Genesis study charts cost-effective path for Vitamin A delivery
4 December 2025
A recent Genesis Analytics study, conducted with UNICEF's West and Central Africa Regional Office, UNICEF Country Offices, and government partners, has analysed Vitamin A supplementation (VAS) delivery in four African countries: Liberia, Togo, Niger, and the Democratic Republic of Congo (DRC).
The research provides evidence-based solutions designed to enhance child survival outcomes. These recommendations aim to help governments maximise the impact of their limited resources for greater public health benefit.
Vitamin A deficiency remains a major risk factor for child mortality in sub-Saharan Africa, where achieving high-coverage supplementation remains challenging. Many countries face pressure to improve coverage while operating within constrained budgets.
This study helps address these challenges by analysing the costs and health outcomes associated with different delivery modalities, including routine facility-based delivery, mass campaigns and blended approaches..
The analysis used a cost-effectiveness approach, measuring the relationship between programme costs and health outcomes expressed as Disability-Adjusted Life Years (DALYs). For each country, more than 650 possible delivery scenarios were modelled by varying age groups, urban/rural settings, and the mix of campaign vs. facility delivery.

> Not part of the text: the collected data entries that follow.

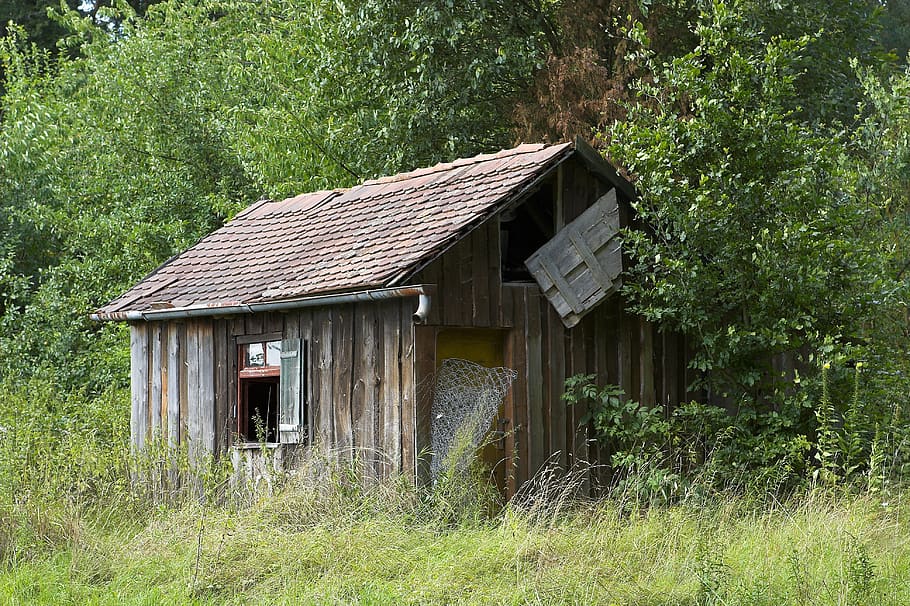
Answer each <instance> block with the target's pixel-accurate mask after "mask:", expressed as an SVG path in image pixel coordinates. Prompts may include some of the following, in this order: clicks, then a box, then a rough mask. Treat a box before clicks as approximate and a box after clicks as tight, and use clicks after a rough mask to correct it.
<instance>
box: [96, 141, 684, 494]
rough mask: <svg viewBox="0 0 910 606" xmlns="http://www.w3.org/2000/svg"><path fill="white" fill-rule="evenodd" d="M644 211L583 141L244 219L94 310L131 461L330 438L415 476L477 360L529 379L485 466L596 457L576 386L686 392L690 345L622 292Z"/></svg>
mask: <svg viewBox="0 0 910 606" xmlns="http://www.w3.org/2000/svg"><path fill="white" fill-rule="evenodd" d="M632 196H634V191H633V189H632V187H631V186H630V185H629V183H628V182H627V181H625V180H624V179H623V178H621V177H620V176H618V175H617V173H616V171H615V170H614V169H613V168H612V167H611V166H609V164H607V163H606V162H604V160H603V159H602V158H601V157H600V155H599V154H598V153H597V152H595V151H594V150H593V149H591V148H590V147H588V146H587V144H585V143H583V142H580V141H579V142H576V143H574V144H573V143H566V144H561V145H553V146H544V145H522V146H520V147H517V148H515V149H510V150H506V151H502V152H499V153H495V154H489V155H481V156H476V157H473V158H467V159H462V160H457V161H455V162H452V163H447V164H440V165H437V166H433V167H431V168H426V169H421V170H416V171H413V172H409V173H404V174H400V175H395V176H392V177H385V178H381V179H376V180H372V181H367V182H365V183H363V184H361V185H358V186H356V187H353V188H351V189H346V190H334V191H321V192H315V193H308V194H303V195H300V196H296V197H293V198H289V199H287V200H283V201H280V202H275V201H268V200H266V201H261V202H258V203H256V204H253V205H252V206H250V207H249V208H248V209H246V210H245V211H243V212H241V213H240V214H239V215H237V216H236V217H235V218H234V219H233V220H231V221H230V222H229V223H227V224H226V225H225V226H224V227H222V228H221V229H219V230H217V231H215V232H214V233H212V234H210V235H209V236H207V237H206V238H203V239H202V240H200V241H199V243H197V244H196V245H195V246H193V247H192V248H190V249H189V250H187V251H186V252H184V253H183V254H181V255H178V256H177V257H175V258H173V259H171V260H170V261H168V262H167V263H165V264H164V265H162V266H161V267H159V268H158V269H157V270H156V271H154V272H153V273H152V274H151V275H149V276H148V277H146V278H145V279H143V280H142V281H141V282H139V283H138V284H137V285H136V286H134V287H133V288H132V289H130V290H129V291H127V292H126V293H125V294H123V295H122V296H121V297H119V298H117V299H116V300H114V301H112V302H111V303H110V304H108V305H106V306H104V307H103V308H101V309H99V310H98V311H97V312H96V313H95V314H94V315H93V318H95V319H96V320H118V321H126V322H129V324H130V335H131V384H132V412H131V435H132V441H133V446H134V447H135V448H136V449H141V448H142V447H143V445H144V444H146V443H147V441H148V440H150V439H152V438H153V437H154V436H160V437H161V438H162V439H166V440H167V441H168V443H170V444H171V445H180V444H185V445H186V446H187V447H188V448H189V449H190V452H191V454H192V453H194V452H195V453H199V452H209V453H212V454H214V455H215V456H220V455H224V454H225V453H227V452H229V451H230V449H244V448H248V449H254V448H258V447H261V446H263V445H265V446H266V447H274V448H296V449H299V448H306V447H308V446H309V445H312V444H320V445H323V446H327V447H331V448H333V449H335V450H337V451H338V452H342V453H349V456H350V455H353V454H358V456H360V457H362V459H363V460H364V461H365V462H366V468H367V469H368V470H369V472H370V473H373V474H375V475H376V476H380V477H382V476H387V475H389V474H393V473H399V472H400V473H404V474H406V475H408V476H412V477H415V478H417V477H419V475H420V473H421V472H420V469H421V464H422V462H425V460H426V458H427V457H428V456H432V454H431V453H429V445H430V432H431V413H430V411H431V408H432V402H433V393H434V389H433V388H434V376H435V374H436V371H437V368H438V367H439V365H440V364H441V362H442V360H443V359H446V358H464V359H469V360H473V361H476V362H478V363H481V364H483V365H486V366H493V365H501V366H506V367H509V368H512V369H514V370H515V371H517V378H516V379H515V381H514V383H513V384H512V386H511V389H510V390H509V392H508V394H507V396H506V397H505V400H504V403H503V405H502V407H501V409H500V411H499V413H498V415H497V418H496V419H495V420H494V422H493V425H492V427H491V429H492V430H494V431H497V432H498V433H496V434H494V435H495V436H496V437H497V440H496V441H495V442H494V446H493V447H491V448H489V449H488V450H492V452H490V453H487V454H485V458H487V459H488V460H489V463H490V465H491V467H492V468H493V471H492V474H493V477H495V478H496V481H497V483H498V484H499V485H500V487H501V489H502V490H503V492H504V493H505V494H506V495H511V494H513V493H514V492H515V490H516V489H517V487H518V486H520V485H521V483H522V482H524V481H526V480H527V479H528V478H529V477H531V476H532V475H533V474H534V473H535V471H536V470H537V469H538V468H539V467H540V466H541V465H543V464H544V463H545V462H551V463H554V464H557V465H561V466H564V467H569V466H571V465H573V464H574V463H575V462H577V461H580V460H583V461H596V460H598V458H601V457H603V456H604V455H605V453H600V452H598V445H597V443H596V442H595V441H593V440H591V439H590V437H591V436H590V432H589V428H587V427H585V426H582V425H581V424H580V423H579V419H580V418H581V417H582V416H583V415H584V414H585V412H586V411H585V410H583V409H582V408H581V407H574V408H570V407H567V406H566V405H565V403H564V402H563V401H562V400H561V395H562V393H563V385H564V381H565V379H566V378H567V377H569V376H572V375H575V374H578V373H587V374H595V375H597V377H598V379H599V380H600V381H601V382H604V383H605V382H610V383H615V384H618V385H620V386H621V387H622V388H623V389H624V390H625V392H626V394H627V395H628V396H629V397H631V398H633V399H637V400H639V401H641V402H643V403H655V402H660V403H664V404H669V405H674V404H676V403H677V402H678V401H680V400H682V399H684V398H685V389H686V385H687V377H686V372H687V371H686V365H685V356H683V355H680V352H682V351H684V343H682V341H681V339H680V338H678V337H676V336H673V335H666V334H660V333H657V332H656V331H655V330H653V329H652V327H651V326H650V325H649V324H648V323H647V322H644V321H642V320H640V319H639V318H637V317H635V316H633V315H630V314H628V313H626V311H625V309H624V306H623V302H622V299H621V297H620V296H619V295H618V294H616V291H617V289H618V287H619V285H620V283H621V280H622V275H621V272H622V264H623V256H622V250H621V247H620V240H619V237H618V234H619V230H620V229H621V228H622V227H625V226H627V225H629V222H630V220H631V209H630V207H629V204H628V202H629V200H630V199H631V197H632Z"/></svg>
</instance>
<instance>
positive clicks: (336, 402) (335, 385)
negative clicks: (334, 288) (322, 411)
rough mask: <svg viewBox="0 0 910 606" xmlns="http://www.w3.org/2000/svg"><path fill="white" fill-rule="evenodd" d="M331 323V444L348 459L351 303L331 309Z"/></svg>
mask: <svg viewBox="0 0 910 606" xmlns="http://www.w3.org/2000/svg"><path fill="white" fill-rule="evenodd" d="M334 312H335V314H334V322H333V326H332V361H333V363H332V367H331V368H332V370H331V375H332V377H333V387H332V401H333V403H334V404H333V407H332V408H333V411H332V412H333V418H332V421H333V424H334V427H335V432H334V443H335V446H336V447H337V448H338V451H339V453H340V454H341V457H342V459H343V460H350V459H351V456H352V448H353V446H354V430H353V417H352V411H351V405H352V401H351V396H352V393H353V388H354V306H353V305H345V306H343V307H338V308H336V309H335V310H334Z"/></svg>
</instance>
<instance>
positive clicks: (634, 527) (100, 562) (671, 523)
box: [0, 385, 910, 605]
mask: <svg viewBox="0 0 910 606" xmlns="http://www.w3.org/2000/svg"><path fill="white" fill-rule="evenodd" d="M126 401H128V400H127V399H126V397H125V394H118V393H111V394H107V395H105V396H102V397H100V398H82V397H78V396H75V397H74V396H68V397H67V398H63V397H61V396H60V395H59V394H58V393H57V392H55V391H54V390H52V389H49V388H46V387H42V386H40V385H31V386H25V387H21V388H9V387H7V389H6V390H5V391H3V400H2V407H0V425H2V426H3V427H4V428H6V429H5V431H4V433H3V437H2V438H0V484H2V485H0V488H2V490H0V550H2V551H0V555H2V561H0V603H9V604H66V603H70V604H83V603H93V604H241V603H242V604H276V603H277V604H281V603H285V604H292V603H293V604H622V605H658V604H667V605H670V604H686V605H707V604H731V605H732V604H742V605H745V604H749V605H753V604H759V605H761V604H768V605H771V604H796V605H810V604H811V605H828V604H831V605H834V604H838V605H840V604H907V603H910V528H908V526H907V524H906V520H907V516H908V514H910V504H908V502H907V496H906V495H907V493H904V492H902V491H900V490H897V489H894V488H891V489H889V490H877V491H875V492H869V491H862V492H857V491H852V492H851V491H849V490H844V489H840V488H837V487H831V486H827V485H826V486H825V487H823V488H816V489H810V490H807V491H805V492H802V493H800V494H798V495H793V496H791V497H789V498H786V499H784V498H781V497H779V498H777V499H775V498H773V497H768V496H767V495H762V496H761V497H760V498H750V497H749V495H748V494H743V493H742V492H741V491H737V492H734V491H731V492H729V493H725V492H724V491H716V490H704V491H691V492H690V493H688V495H687V496H686V497H685V498H682V499H680V500H679V503H678V504H676V505H673V506H654V505H653V500H650V501H649V499H648V498H647V495H644V496H643V495H642V494H641V493H638V492H636V491H633V490H630V489H629V487H630V486H635V485H638V484H637V483H636V482H625V483H624V484H623V487H624V490H623V491H619V490H614V491H611V492H608V493H607V496H605V497H604V498H603V499H600V500H596V501H593V500H591V499H590V498H587V497H586V496H585V495H587V494H588V486H587V482H588V481H589V480H588V477H589V476H588V475H587V474H586V473H583V472H584V471H586V470H584V469H581V468H579V469H576V470H573V471H570V472H568V473H566V472H562V471H559V470H556V469H555V468H547V469H546V470H544V471H543V472H541V474H539V475H538V476H537V477H536V478H535V480H534V481H533V482H531V483H529V484H528V485H527V486H525V487H524V488H523V490H522V491H521V492H520V493H519V495H517V496H516V498H515V499H513V500H512V501H511V502H509V503H506V504H505V505H502V504H499V505H497V504H496V501H495V497H494V495H493V494H492V492H491V490H490V487H489V485H488V484H486V482H485V481H484V479H483V476H482V475H481V474H476V473H475V474H473V475H472V474H471V473H468V474H467V475H458V476H456V475H452V476H449V477H443V478H442V479H441V480H440V481H438V482H437V483H436V484H435V485H434V486H425V487H415V486H414V485H413V484H411V483H410V482H409V481H408V480H406V479H405V478H401V477H394V478H389V479H387V480H383V481H371V482H365V481H363V480H362V479H361V475H362V474H361V469H360V468H359V465H361V462H359V461H358V460H357V459H356V458H355V460H354V461H353V462H349V463H339V461H340V460H343V459H342V458H340V457H339V456H337V453H331V452H323V453H312V454H311V456H310V457H309V458H308V459H307V463H306V464H304V465H303V467H302V469H301V470H300V471H298V472H297V473H294V474H286V475H276V476H274V477H273V478H272V482H271V483H270V484H269V485H267V486H265V485H260V486H259V487H258V488H257V487H256V486H255V485H252V484H243V483H237V482H231V477H230V470H229V469H226V468H224V467H216V466H206V467H205V469H207V470H209V471H208V472H207V474H206V475H198V474H197V475H196V476H194V477H193V478H194V480H196V483H194V482H191V481H189V476H187V475H183V474H182V471H181V470H183V466H184V465H185V464H186V460H187V459H186V457H185V453H183V454H180V453H177V454H175V453H173V452H171V451H167V450H166V449H156V448H152V449H150V450H148V451H147V452H146V453H145V454H144V455H143V457H142V458H140V459H133V458H131V456H130V453H129V448H128V445H127V439H126V435H125V431H126V430H125V428H126V427H127V426H128V423H127V422H126V418H125V412H124V410H123V409H124V408H125V404H124V403H125V402H126ZM52 412H53V413H55V414H59V413H61V412H62V413H63V414H64V416H66V420H65V421H62V422H60V423H57V424H52V423H48V422H47V416H48V415H49V414H50V413H52ZM14 423H15V425H14ZM13 427H15V436H14V439H12V438H10V437H9V436H10V435H13V429H12V428H13ZM175 473H176V476H175V475H174V474H175ZM181 478H182V479H181ZM639 484H640V483H639ZM711 485H712V486H713V483H712V484H711Z"/></svg>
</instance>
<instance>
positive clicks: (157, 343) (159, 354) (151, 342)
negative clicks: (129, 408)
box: [149, 322, 162, 441]
mask: <svg viewBox="0 0 910 606" xmlns="http://www.w3.org/2000/svg"><path fill="white" fill-rule="evenodd" d="M161 325H162V323H161V322H152V323H151V324H150V325H149V332H150V335H149V341H150V344H151V356H152V362H151V365H150V367H149V378H150V379H151V385H152V391H151V400H152V402H151V405H152V407H151V415H150V418H149V421H150V429H151V433H150V437H151V439H152V440H154V441H157V440H160V439H161V391H162V390H161V387H162V386H161V348H162V340H161Z"/></svg>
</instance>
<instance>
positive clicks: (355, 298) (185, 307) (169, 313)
mask: <svg viewBox="0 0 910 606" xmlns="http://www.w3.org/2000/svg"><path fill="white" fill-rule="evenodd" d="M433 291H434V286H433V285H431V284H418V285H415V286H401V287H397V288H378V289H373V290H363V291H359V292H350V293H338V294H331V295H317V296H313V297H303V298H300V299H289V300H285V301H272V302H268V303H238V304H235V305H225V306H217V305H189V306H187V307H170V308H165V309H152V310H149V311H116V312H113V313H94V314H92V315H91V318H92V320H95V321H96V322H101V321H106V320H115V321H116V320H119V321H124V320H125V321H127V322H139V321H145V322H150V321H154V320H177V319H182V318H197V317H205V316H227V315H234V314H253V313H260V312H266V311H287V310H290V309H299V308H301V307H317V306H323V305H344V304H346V303H361V302H366V301H385V300H388V299H399V298H404V297H418V304H417V311H416V312H414V323H415V324H423V323H424V322H426V318H427V314H428V313H429V312H430V297H431V296H432V295H433V294H434V293H433Z"/></svg>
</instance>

Using these results, the team constructed an efficiency frontier - a set of scenarios that deliver the lowest DALYs for any given level of cost. Importantly, the frontier does not compare countries to each other. Instead, it highlights which delivery configurations within each country offer better value for money relative to the current baseline.
The way forward
Key findings indicate that prioritising children aged 6–23 months is an efficient strategy when budgets are tight, given their higher vulnerability to illness and mortality. The frontier analysis allows each country to compare its current delivery model with a wide set of alternative configurations, highlighting whether the baseline is efficient or whether other combinations of campaign and facility delivery could achieve better outcomes for the same or lower cost.
For example, in the DRC - where the baseline model relies heavily on campaign delivery - the frontier identifies several alternative mixes that deliver similar or greater health impact at lower cost by rebalancing campaign and facility distribution across age groups. Across countries, many of these cost-effective frontier scenarios also point to substantial savings, such as reductions of around 35% in the DRC and 43% in Niger, while maintaining reasonable levels of impact.
The study translates these findings into actionable recommendations, including harmonising coverage measurement methodologies, strengthening financial data monitoring, and optimising the balance between campaign and facility-based delivery.
It particularly emphasises the importance of strengthening routine health systems in countries heavily reliant on campaigns to ensure long-term sustainability.
The analysis demonstrates that while considerable cost savings can be achieved through optimised delivery strategies, decision-makers must carefully consider the trade-off between cost reduction and coverage levels when selecting implementation approaches.
The VAS decision tool accompanying the study enables countries to explore these scenarios directly, helping inform planning, transitions between delivery platforms, and engagement with funders.